Ringer judges it brilliantly to win European 10,000m Cup title

Richard Ringer
Getty Images

Richard Ringer produced an excellent win at the European 10,000m Cup in London on the road to the Berlin 2018 European Athletics Championships

With a lap to go at the end of a thrilling men’s race in the European 10,000m Cup in London on Saturday (19), Frenchman Mourad Amdouni hit the bell a stride, maybe two, ahead of Germany’s Richard Ringer. It was going to be a final lap to remember.

Night had replaced day at the Parliament Hill Athletics Track in north-west London, the sun had long gone, a chill was in the air, flames sparkled from the fire juggler on the back straight and the DJ’s music grew louder.

But for now the eyes of the big crowd were focused clearly on the duel at the front.

From the start, Amdouni had not been out of the top three behind the pacemakers on his debut at the distance. At 30, here was his chance to make arguably his biggest impression on the track since winning European U20 5000m gold almost 11 years ago.

But Ringer, 29, had other ideas. The pace intensified, there was nothing between them and as they reached the final 100 metres, passing under the covered section on the home straight, it was anyone’s race.

The line beckoned, Amdouni was in front but Ringer had just enough, edging past his rival to snatch one of the best wins of his career in a year where every road is leading to the European Championships in Berlin this August.

Ringer won in 27:36.52, a blink of an eye ahead of Amdouni in 27:36.80. Italy’s European U23 5000m champion Yemaneberhan Crippa, 21, was third on his debut with Spain’s Adel Mechaal in fourth in 27:50.56, the first time he had also tackled the distance.

Amdouni may have missed the French record of 27:22.78 but Crippa had run his way into his country’s record books as he broke Francesco Panetta’s 33-year-old Italian U23 best of 27:44.65. It was two records in as many races for Crippa on the track as he also broke Panetta’s 5000m mark with 13:18.83 at the start of the month.

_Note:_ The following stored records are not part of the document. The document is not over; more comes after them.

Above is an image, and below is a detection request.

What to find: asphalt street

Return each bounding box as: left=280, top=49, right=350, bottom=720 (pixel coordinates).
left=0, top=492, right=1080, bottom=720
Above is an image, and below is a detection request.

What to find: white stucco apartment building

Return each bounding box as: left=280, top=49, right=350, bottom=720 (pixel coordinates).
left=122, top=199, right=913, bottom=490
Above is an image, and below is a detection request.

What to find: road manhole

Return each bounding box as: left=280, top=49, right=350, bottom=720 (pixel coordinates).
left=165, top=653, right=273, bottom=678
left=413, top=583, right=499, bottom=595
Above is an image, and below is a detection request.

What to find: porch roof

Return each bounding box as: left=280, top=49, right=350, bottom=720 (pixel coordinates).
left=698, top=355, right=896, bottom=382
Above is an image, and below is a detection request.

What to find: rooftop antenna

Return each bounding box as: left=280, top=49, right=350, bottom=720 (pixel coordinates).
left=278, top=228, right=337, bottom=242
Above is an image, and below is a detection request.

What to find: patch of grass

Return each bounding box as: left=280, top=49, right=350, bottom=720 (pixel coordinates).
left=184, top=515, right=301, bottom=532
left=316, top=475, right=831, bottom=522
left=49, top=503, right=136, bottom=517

Ringer’s best successes had previously been at shorter distances. He is the reigning European bronze medallist outdoors at 5000m and indoors at 3000m. He also set a championship record when he won the 3000m at the European Athletics Team Championships in Braunschweig, Germany, to lead his nation to the title in 2014.

Now he cannot wait to run in front his own fans again in August, when Berlin co-hosts the first multi-sports European Championships with Glasgow.

“That was the beginning of my career,” said Ringer, as he reflected on the significance of his win in Braunschweig. “I said I want to win that race – and here, I said I want to win as it is a championship. There is no border in my mind.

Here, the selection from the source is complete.